CondomsThe level of advocacy and, indeed, the enlightenment campaign by journalists is amazing in the last eight years or so. So, we’ve made much impact in terms of HIV/AIDS. And as my own support to the fight against HIV/AIDS, I have been distributing condoms free at various places I go. I travel much in this country and I know what men can do when they are out of their homes.
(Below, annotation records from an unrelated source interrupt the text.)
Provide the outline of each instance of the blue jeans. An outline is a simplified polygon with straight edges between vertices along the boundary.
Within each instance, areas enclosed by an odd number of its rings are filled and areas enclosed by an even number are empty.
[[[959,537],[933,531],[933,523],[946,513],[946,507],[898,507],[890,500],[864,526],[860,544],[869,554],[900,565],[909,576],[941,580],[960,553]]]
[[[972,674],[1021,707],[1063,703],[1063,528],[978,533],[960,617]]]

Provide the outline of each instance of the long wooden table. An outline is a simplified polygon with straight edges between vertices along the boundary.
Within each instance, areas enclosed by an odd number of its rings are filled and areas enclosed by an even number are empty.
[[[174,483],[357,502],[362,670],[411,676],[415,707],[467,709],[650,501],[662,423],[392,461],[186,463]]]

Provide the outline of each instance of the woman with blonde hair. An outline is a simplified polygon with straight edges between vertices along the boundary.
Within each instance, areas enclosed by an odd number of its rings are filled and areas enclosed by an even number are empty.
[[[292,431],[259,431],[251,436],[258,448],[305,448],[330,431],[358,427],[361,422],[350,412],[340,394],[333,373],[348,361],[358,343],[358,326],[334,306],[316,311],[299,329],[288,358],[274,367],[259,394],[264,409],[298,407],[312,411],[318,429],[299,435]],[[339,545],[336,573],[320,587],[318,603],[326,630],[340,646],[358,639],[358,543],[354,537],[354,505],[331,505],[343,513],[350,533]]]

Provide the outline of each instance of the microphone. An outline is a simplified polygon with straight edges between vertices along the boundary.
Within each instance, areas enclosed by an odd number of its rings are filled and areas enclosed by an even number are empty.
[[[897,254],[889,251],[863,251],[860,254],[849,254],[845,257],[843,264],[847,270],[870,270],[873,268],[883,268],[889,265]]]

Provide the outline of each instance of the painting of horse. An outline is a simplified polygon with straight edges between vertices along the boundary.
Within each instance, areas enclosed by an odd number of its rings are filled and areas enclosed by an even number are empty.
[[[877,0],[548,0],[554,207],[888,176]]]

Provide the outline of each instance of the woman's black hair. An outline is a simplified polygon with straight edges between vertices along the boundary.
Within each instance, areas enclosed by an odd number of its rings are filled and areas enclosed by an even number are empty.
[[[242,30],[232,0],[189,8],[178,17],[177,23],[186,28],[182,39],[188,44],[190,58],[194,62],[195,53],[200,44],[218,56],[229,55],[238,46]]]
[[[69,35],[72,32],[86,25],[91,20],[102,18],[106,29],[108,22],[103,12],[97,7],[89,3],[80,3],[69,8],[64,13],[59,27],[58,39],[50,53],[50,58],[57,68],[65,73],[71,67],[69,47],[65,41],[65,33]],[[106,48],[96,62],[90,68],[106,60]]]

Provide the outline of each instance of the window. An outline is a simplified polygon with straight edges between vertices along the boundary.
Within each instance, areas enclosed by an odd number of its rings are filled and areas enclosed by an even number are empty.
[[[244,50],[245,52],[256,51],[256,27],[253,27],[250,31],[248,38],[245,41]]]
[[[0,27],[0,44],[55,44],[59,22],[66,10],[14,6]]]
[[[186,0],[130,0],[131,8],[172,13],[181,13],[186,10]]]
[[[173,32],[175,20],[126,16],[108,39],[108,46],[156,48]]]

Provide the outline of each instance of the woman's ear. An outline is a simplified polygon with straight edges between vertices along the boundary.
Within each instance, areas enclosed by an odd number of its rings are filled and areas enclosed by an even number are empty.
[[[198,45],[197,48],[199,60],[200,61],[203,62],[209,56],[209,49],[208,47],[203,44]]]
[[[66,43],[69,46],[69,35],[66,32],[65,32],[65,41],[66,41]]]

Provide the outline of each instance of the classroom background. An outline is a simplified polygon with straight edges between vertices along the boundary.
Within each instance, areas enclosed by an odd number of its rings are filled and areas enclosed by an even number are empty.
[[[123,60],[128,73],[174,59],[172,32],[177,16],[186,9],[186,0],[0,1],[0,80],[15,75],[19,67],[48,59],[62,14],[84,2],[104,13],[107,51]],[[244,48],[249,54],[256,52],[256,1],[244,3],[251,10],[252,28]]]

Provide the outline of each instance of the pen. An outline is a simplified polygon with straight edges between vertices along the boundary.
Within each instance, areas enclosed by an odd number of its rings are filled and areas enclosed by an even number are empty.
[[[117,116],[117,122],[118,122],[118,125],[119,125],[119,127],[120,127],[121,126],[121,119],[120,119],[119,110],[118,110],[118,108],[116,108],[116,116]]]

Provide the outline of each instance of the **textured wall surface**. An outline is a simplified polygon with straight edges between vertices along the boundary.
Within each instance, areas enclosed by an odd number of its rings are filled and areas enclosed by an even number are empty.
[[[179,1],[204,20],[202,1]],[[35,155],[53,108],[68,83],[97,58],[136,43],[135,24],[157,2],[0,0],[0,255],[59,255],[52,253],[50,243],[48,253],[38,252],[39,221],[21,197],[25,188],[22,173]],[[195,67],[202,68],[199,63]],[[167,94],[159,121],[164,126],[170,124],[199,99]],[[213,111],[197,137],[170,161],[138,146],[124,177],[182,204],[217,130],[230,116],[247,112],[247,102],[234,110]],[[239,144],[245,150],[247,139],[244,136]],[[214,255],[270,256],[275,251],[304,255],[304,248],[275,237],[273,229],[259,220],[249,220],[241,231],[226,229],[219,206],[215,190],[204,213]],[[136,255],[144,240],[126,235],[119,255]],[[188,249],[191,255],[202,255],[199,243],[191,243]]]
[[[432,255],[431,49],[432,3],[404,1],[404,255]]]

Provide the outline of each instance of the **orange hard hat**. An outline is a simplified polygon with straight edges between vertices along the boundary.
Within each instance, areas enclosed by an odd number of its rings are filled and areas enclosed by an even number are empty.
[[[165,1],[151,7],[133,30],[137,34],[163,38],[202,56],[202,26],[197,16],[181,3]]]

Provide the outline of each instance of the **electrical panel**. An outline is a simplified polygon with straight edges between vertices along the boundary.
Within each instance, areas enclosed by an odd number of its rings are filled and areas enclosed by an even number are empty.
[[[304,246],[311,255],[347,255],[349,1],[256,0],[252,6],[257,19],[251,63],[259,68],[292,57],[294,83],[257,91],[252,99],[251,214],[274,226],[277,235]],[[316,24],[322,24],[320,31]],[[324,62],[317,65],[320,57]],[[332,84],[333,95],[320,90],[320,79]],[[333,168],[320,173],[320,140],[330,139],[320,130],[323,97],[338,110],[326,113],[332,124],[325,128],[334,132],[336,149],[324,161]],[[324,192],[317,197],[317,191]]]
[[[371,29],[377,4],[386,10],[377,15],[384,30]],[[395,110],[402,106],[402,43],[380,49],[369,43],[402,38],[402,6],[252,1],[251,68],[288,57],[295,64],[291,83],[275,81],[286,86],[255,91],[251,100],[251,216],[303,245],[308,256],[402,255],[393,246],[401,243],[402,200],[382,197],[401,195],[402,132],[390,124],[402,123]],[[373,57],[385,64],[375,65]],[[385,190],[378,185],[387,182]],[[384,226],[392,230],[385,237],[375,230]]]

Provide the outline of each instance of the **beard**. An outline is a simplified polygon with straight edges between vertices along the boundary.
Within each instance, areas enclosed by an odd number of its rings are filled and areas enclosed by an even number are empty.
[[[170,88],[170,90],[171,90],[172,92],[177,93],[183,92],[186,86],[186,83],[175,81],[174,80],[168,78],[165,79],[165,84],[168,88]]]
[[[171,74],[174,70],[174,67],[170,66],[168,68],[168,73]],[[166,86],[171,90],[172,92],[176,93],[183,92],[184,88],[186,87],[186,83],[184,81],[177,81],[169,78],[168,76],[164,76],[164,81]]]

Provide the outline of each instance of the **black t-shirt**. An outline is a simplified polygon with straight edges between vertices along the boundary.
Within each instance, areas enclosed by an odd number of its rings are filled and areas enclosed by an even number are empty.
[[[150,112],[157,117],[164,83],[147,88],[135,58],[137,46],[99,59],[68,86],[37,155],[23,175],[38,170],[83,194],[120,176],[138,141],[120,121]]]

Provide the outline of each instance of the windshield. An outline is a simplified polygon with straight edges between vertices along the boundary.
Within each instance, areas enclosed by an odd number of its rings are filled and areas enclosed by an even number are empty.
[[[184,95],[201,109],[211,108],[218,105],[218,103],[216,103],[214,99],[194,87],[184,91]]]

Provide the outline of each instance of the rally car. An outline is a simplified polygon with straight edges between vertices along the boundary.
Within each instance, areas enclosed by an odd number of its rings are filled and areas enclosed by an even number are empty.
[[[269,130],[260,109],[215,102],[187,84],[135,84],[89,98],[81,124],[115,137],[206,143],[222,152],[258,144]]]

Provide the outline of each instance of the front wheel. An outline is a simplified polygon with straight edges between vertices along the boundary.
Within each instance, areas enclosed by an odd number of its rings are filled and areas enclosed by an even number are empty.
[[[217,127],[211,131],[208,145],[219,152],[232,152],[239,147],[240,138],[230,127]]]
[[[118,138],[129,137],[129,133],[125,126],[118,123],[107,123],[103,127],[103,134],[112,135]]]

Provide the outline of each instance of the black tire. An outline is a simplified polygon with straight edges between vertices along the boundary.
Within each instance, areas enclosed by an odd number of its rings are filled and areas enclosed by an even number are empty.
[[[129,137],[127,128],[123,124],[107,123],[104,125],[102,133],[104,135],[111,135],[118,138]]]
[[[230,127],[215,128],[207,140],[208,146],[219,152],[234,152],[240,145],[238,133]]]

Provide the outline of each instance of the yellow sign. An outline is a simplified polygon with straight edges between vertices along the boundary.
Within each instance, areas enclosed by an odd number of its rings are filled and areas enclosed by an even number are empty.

I see them surrounded by young ladies in hotels all over Nigeria and I say to them when we meet socially, if you must have sex with the these ladies that you hardly know or even ladies that you know but obviously you cannot vouch for you might as well use condom.
Initially, people would think that maybe you are encouraging promiscuity, but the truth is that if people could abstain from sex there would be no unwanted pregnancies, there would be no sexually transmitted diseases and HIV/AIDS would go down tremendously. The fact, however, is that people cannot abstain from sex and many of them cannot help but have sex with more than one partner. Now, when you have sex with more than one partner, you can never be sure where that partner has been or would be. Therefore, if you are going to do that, you must protect yourself. Far from encouraging promiscuity. That strategy is to assist those who cannot obtain but we still believe that abstinence is the cheapest and the surest way of not catching HIV/AIDS in Africa.